使用StackExchange.Redis 作为Redis客户端SDK,连接Azure Redis服务,长期运行后发现,每天都偶发 Timeout Error。

错误消息如下:

 

  • StackExchange.Redis.RedisTimeoutException: Timeout performing HGETALL (15000ms), next: HGETALL new_town, inst: 0, qu: 0, qs: 17, aw: False, rs: ReadAsync, ws: Idle, in: 0, serverEndpoint: xxxxxxxx.redis.cache.chinacloudapi.cn:6380, mc: 1/1/0, mgr: 10 of 10 available, clientName: xxxxxxxxxxxx, IOCP: (Busy=0,Free=1000,Min=2,Max=1000), WORKER: (Busy=17,Free=8174,Min=2,Max=8191), v: 2.1.30.38891 (Please take a look at this article for some common client-side issues that can cause timeouts: https://stackexchange.github.io/StackExchange.Redis/Timeouts)

 

  •  ERROR log - Timeout performing HSET (15000ms), next: HGET token, inst: 1, qu: 0, qs: 35, aw: False, rs: ReadAsync, ws: Idle, in: 0, serverEndpoint: xxxxxxxx.redis.cache.chinacloudapi.cn:6380, mc: 1/1/0, mgr: 10 of 10 available, clientName: xxxxxxxxxxxx, IOCP: (Busy=0,Free=1000,Min=50,Max=1000), WORKER: (Busy=29,Free=8162,Min=100,Max=8191), v: 2.1.30.38891 (Please take a look at this article for some common client-side issues that can cause timeouts: https://stackexchange.github.io/StackExchange.Redis/Timeouts)

 

  •  ERROR log - Timeout performing EXPIRE (15000ms), next: HGET token, inst: 0, qu: 0, qs: 35, aw: False, rs: ReadAsync, ws: Idle, in: 0, serverEndpoint: xxxxxxxx.redis.cache.chinacloudapi.cn:6380, mc: 1/1/0, mgr: 10 of 10 available, clientName: xxxxxxxxxxxx, IOCP: (Busy=0,Free=1000,Min=50,Max=1000), WORKER: (Busy=29,Free=8162,Min=100,Max=8191), v: 2.1.30.38891 (Please take a look at this article for some common client-side issues that can cause timeouts: https://stackexchange.github.io/StackExchange.Redis/Timeouts)

 

排查方向

在第一个错误中,可以发现 WORKER 的Busy 数量 远大于 Min 数量 WORKER: (Busy=17,Free=8174,Min=2,Max=8191),,所以可以通过设置Worker/IOCP的线程数来解决这个问题。
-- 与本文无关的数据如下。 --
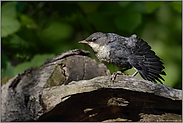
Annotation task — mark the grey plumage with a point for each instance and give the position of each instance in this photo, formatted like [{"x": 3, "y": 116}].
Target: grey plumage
[{"x": 126, "y": 53}]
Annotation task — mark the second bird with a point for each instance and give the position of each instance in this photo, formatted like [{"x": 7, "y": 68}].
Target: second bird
[{"x": 127, "y": 52}]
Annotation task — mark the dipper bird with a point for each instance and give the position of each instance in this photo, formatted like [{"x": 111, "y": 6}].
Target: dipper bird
[{"x": 127, "y": 52}]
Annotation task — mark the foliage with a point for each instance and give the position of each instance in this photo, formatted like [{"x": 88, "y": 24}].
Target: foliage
[{"x": 31, "y": 32}]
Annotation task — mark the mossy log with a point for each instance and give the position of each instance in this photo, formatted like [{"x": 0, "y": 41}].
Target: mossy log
[{"x": 74, "y": 87}]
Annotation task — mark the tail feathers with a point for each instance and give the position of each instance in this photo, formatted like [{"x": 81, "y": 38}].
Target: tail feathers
[{"x": 149, "y": 66}]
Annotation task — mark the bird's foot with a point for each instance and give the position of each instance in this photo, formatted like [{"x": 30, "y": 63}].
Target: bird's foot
[{"x": 114, "y": 75}]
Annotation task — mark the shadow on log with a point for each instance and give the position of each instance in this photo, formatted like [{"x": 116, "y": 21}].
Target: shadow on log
[{"x": 74, "y": 87}]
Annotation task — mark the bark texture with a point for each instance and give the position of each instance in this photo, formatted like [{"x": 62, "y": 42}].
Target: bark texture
[{"x": 74, "y": 87}]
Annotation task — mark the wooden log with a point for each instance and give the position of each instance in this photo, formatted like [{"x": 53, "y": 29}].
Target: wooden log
[{"x": 66, "y": 88}]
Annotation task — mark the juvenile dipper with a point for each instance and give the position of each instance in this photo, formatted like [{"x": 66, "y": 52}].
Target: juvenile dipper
[{"x": 126, "y": 53}]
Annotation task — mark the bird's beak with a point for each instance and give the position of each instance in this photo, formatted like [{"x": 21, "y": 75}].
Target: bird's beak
[{"x": 83, "y": 42}]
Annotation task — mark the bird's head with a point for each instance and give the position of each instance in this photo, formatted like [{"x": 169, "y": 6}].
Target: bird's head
[{"x": 96, "y": 40}]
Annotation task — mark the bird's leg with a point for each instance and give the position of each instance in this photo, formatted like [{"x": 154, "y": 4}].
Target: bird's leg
[
  {"x": 114, "y": 75},
  {"x": 135, "y": 73}
]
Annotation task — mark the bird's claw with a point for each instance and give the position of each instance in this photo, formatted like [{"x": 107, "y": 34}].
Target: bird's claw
[{"x": 114, "y": 75}]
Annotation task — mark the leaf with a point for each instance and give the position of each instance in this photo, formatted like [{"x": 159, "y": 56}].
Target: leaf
[
  {"x": 9, "y": 71},
  {"x": 36, "y": 61},
  {"x": 9, "y": 9},
  {"x": 177, "y": 5},
  {"x": 128, "y": 21},
  {"x": 9, "y": 24},
  {"x": 56, "y": 31},
  {"x": 153, "y": 5}
]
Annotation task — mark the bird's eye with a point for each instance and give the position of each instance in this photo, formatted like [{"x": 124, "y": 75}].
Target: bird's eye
[{"x": 94, "y": 39}]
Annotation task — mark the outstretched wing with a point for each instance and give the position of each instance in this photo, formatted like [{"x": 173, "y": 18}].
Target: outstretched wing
[{"x": 144, "y": 60}]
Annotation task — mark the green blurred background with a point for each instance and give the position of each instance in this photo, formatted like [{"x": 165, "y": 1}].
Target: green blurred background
[{"x": 32, "y": 32}]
详细的说明见文档:https://docs.azure.cn/zh-cn/azure-cache-for-redis/cache-management-faq#recommendation

 

而之后继续出现Timeout 问题,这需要从如下几个方面优化:

1)查看慢指令(slowlogs) : 

there are slowlogs like HGET, HGETALL, HSCAN on this cache. Some commands are more expensive than others to execute, depending on their complexity. Because Redis is a single-threaded server side system, the time needed to run some more time expensive commands may cause some latency or timeouts on client side, as server can be busy dealing with these expensive commands.
Please refer Troubleshoot Azure Cache for Redis latency and timeouts | Microsoft Learn

 

2)查看客户端CPU及网络带宽

Check client host CPU or Network bandwidth. Please refer https://learn.microsoft.com/en-us/azure/azure-cache-for-redis/cache-troubleshoot-timeouts#high-cpu-on-client-hosts

 

3)查看大键值(bigkeys)

  • Optimize your application for a large number of small values, rather than a few large values.
  • The preferred solution is to break up your data into related smaller values.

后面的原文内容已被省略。